All das sind Dinge, die ein Leben in unserer Gesellschaft nicht gerade vereinfachen, zur Ausgrenzung führen und Marcel bereits in seiner Jugend zu schaffen machten. Man hat bereits unzählige Medikamente an Ihm ausprobiert. Angefangen von starken Neuroleptika bis hin zu schädlichen Psychopharmaka, auch Ritalin, anderen auch unter dem Namen „Speed“ ein Begriff, erbrachten keinen wünschenswerten Therapieerfolg. Diese genannten Therapieformen werden jedoch von der Krankenkasse bezahlt. Einen Nutzen daraus hatte er bisher nicht. Auch eine Kostenbeihilfe im Rahmen einer Differenzzahlung lehnt die Kasse ab. Nun haben wir für Marcel einen Ausbildungsplatz. Durch einen Zufall ergab sich die Chance, dass Marcel als körperlich Behinderter eine Ausbildung als Garten- und Landschaftsbauer bei einer Fliedner Werkstatteinrichtung beginnen könnte. Und nun kommt das große Problem:
Marcel darf diese Ausbildung beginnen, sofern die erfolgreiche Therapie mit Dronabinol gesichert ist. Nur dann ist er (ärztlich bestätigt, Studienergebnisse belegen dies zusätzlich) dazu in der Lage, die Maschinen, die er im Rahmen seiner Ausbildung bedienen müsste, zu benutzen. Nur dann ist er Tic-frei und kann diese Werkzeuge somit gefahrenfrei handhaben. Nur dann hat er eine Chance, eine Berufsausbildung zu beginnen und eigenständig Geld zu verdienen. Das ist sein Wunsch, um seine kleine Familie, die in 3 Monaten ein Baby erwartet, ernähren zu können. Er hat schon vor einiger Zeit ein Praktikum in dieser Firma absolviert, während dieser Zeit hat es ihm sehr viel Freude beschert, Lob und Anerkennung für das zu bekommen, was er geleistet hat.

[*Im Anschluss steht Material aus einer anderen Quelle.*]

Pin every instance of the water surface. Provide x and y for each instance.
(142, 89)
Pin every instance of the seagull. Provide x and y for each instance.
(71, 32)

Damit diese Freude anhält, werden wir versuchen diesen Wunsch und seine Existenz zu retten. Wir warten derweil noch auf die zweite Antwort der Krankenkasse, nachdem wir mit der Begründung, die wir soeben schilderten, einen Widerspruch eingelegt hatten. Sollte diese Antwort für ihn negativ ausfallen, werden wir mit ihm zum Sozialgericht gehen, um eine positive Entscheidung zu erreichen. Wenn wir mit dem Verfahren durch sind, werden wir euch darüber informieren, wie es für Marcel weitergeht.

Es gibt immer einen Weg und der entsteht erwiesenermaßen, indem man ihn geht.